Dataflow BigQuery to BigQuery

Question:

I am trying to create a dataflow script that goes from BigQuery back to BigQuery. Our main table is massive and breaks the extraction capabilities. I’d like to create a simple table (as a result of a query) containing all the relevant information.

The SQL query 'Select * from table.orders where paid = false limit 10' is a simple one to make sure it works. The true query is more complex but connects to multiple tables within the same project.

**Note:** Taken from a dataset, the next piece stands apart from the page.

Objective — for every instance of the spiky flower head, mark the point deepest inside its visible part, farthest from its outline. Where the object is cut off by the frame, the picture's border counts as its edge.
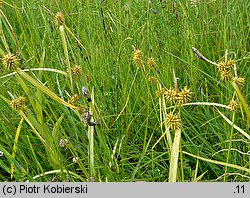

This seems to work but I’d like to know what I can do to test it out?
Also, How can I get this to run automatically every morning?

import logging
import argparse
import apache_beam as beam

PROJECT='experimental'
BUCKET='temp1/python2'


def run():
    argv = [
        '--project={0}'.format(PROJECT),
        '--job_name=test1',
        '--save_main_session',
        '--staging_location=gs://{0}/staging/'.format(BUCKET),
        '--temp_location=gs://{0}/staging/'.format(BUCKET),
        '--runner=DataflowRunner'
    ]

    with beam.Pipeline(argv=argv) as p:

        # Read the table rows into a PCollection.
        rows = p | 'read' >> beam.io.Read(beam.io.BigQuerySource(
                query =  'Select * from `table.orders` where paid = false limit 10', 
                use_standard_sql=True))

        # Write the output using a "Write" transform that has side effects.
        rows  | 'Write' >> beam.io.WriteToBigQuery(
                table='orders_test',
                dataset='external',
                project='experimental',
                schema='field1:type1,field2:type2,field3:type3',
                create_disposition=beam.io.BigQueryDisposition.CREATE_IF_NEEDED,
                write_disposition=beam.io.BigQueryDisposition.WRITE_TRUNCATE)


if __name__ == '__main__':
    logging.getLogger().setLevel(logging.INFO)
    run()
Asked By: SpasticCamel

||

Answers:

Running daily: https://cloud.google.com/blog/big-data/2016/04/scheduling-dataflow-pipelines-using-app-engine-cron-service-or-cloud-functions

Testing – you can try running against a smaller data set to test it. If you are running user code (not just read / write) you can test by using data from a file and checking expected results. But since you are just doing a read / write you would need to test using bigquery.

Answered By: Lara Schmidt

You can schedule a run every morning using AIRFLOW.
All you need is the DataFlowPythonOperator which executes your DataFlow Pipeline stored in a .py file.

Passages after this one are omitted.